「ありがとう」を1日100回唱えたけれど
天中殺ですよ、暗剣殺ですよ、厄年ですよ、八方塞がりですよ、なんて言われれば、突然不運に見舞われても腑に落ちる。
それじゃあ仕方がないな、とあきらめがつく。
不本意であっても、受け入れられる。
反対に、理由らしい理由もなく、突然に不運に見舞われると、なんだか理不尽な感じがする。
裏切られたような気さえする。
そうすると、否定に入る。
10年前の私がそうでした。
「ありがとう」を言うと人生が好転する、という本を図書館で見つけて、それに倣って1日100回「ありがとう」を唱えていました。
当時、20代後半に差し掛かっていた私は、いわゆる「八方塞がり」の状態でした。
職にあぶれ、それまで仲の良かった友人たちとも急に疎遠になってしまった。
何が起きているのかわからず、パニックでした。
唱え始めた当初、私は多幸感でいっぱいでした。
それが1週間もすると、次第に気分が沈んできたのです。
「『ありがとう』を唱え始めると好転反応が出る」
たしかそういったことが書いてありました。
良い方向に向かう前に、揺り戻しが起きる、というのです。
うまくいっている証拠だと思った私は、200回、いや300回と、唱える数をどんどん増やしていきました。

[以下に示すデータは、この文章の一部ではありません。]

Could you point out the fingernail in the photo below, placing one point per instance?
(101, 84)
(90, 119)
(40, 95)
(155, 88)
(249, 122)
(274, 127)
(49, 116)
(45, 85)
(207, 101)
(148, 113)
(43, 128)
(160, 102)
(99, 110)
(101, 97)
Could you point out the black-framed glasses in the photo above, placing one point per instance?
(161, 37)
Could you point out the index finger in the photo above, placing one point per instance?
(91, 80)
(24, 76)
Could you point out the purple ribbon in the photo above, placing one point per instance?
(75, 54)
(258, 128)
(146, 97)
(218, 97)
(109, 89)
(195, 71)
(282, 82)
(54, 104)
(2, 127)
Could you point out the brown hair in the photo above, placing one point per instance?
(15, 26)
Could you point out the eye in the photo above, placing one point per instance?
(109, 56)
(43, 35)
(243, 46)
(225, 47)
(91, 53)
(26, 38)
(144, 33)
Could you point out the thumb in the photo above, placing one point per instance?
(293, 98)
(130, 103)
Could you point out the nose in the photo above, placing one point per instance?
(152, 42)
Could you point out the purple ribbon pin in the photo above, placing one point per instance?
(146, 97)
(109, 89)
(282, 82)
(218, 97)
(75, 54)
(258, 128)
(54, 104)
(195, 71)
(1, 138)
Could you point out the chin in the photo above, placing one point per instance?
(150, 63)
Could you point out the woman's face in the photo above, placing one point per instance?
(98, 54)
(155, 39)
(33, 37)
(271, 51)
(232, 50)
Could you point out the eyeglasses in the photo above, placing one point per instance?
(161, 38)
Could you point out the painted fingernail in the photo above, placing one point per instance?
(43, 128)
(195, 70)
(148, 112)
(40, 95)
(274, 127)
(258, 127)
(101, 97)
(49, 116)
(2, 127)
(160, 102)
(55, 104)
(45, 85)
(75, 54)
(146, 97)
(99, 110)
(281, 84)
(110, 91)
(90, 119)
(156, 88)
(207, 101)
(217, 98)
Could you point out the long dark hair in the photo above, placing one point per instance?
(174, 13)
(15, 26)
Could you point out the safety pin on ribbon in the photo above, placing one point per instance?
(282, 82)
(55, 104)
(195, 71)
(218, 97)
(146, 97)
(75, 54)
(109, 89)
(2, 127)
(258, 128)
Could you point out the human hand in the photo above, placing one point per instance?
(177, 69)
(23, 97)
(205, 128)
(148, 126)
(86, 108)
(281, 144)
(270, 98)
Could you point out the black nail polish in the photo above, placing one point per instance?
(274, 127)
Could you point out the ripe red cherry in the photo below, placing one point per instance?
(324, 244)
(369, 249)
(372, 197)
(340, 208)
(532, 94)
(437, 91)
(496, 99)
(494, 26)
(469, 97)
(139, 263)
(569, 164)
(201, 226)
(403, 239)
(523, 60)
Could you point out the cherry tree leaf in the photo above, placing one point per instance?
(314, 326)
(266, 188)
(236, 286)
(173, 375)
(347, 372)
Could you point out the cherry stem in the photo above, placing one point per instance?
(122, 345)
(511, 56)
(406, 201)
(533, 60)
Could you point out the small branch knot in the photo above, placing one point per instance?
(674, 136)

面白いことに、しかし、数を増やせば増やすほど、精神的な不調が著しくなっていくのです。
その後、8カ月ほど我慢をして続けましたが、止めました。
頭の片隅ではわかっていたんでしょうね、「お前はうそをついてる」って。
ありがたい状況にはいないのに、なにがありがとうだ、と。
急に不運が降ってきたもんだから、必死になって逃走を試みた―ただそれだけのことなんです。
そもそも、スタートからして間違っているんじゃないか。
なぜなら人生を好転させるために「ありがとう」を言うんですから。
あまりにも都合が良すぎる。
きわめて不遜だと思いました。
止めようと思った理由は、もうひとつ。
起きていることすべてに意味を見出そうとする自分を見つけたからです。
不愉快なこと、うれしくないことが起きたとき、それを吉兆とみなす癖がついていました。
すべてに意味を見出すと苦しくなる。
だから、最初に挙げた「天中殺」や「暗剣殺」なども、あまり気にしすぎるとよくないですよね。
あらゆる出来事に意味を見出すのは苦しいと、私はたしかに言いました。
でも、ピースの又吉直樹さんのこのスピーチには大賛成です。
嫌なこととかしんどい夜が続く時は、「これは次にいいことがあるための”フリ”だ」と。
もしその「フリ」が来なかったとしても、がっかりするくらいで済みそうです。
何より、又吉さんがズッコケる姿を想像して笑ってしまいます。
損するどころか、少し得をしそうです。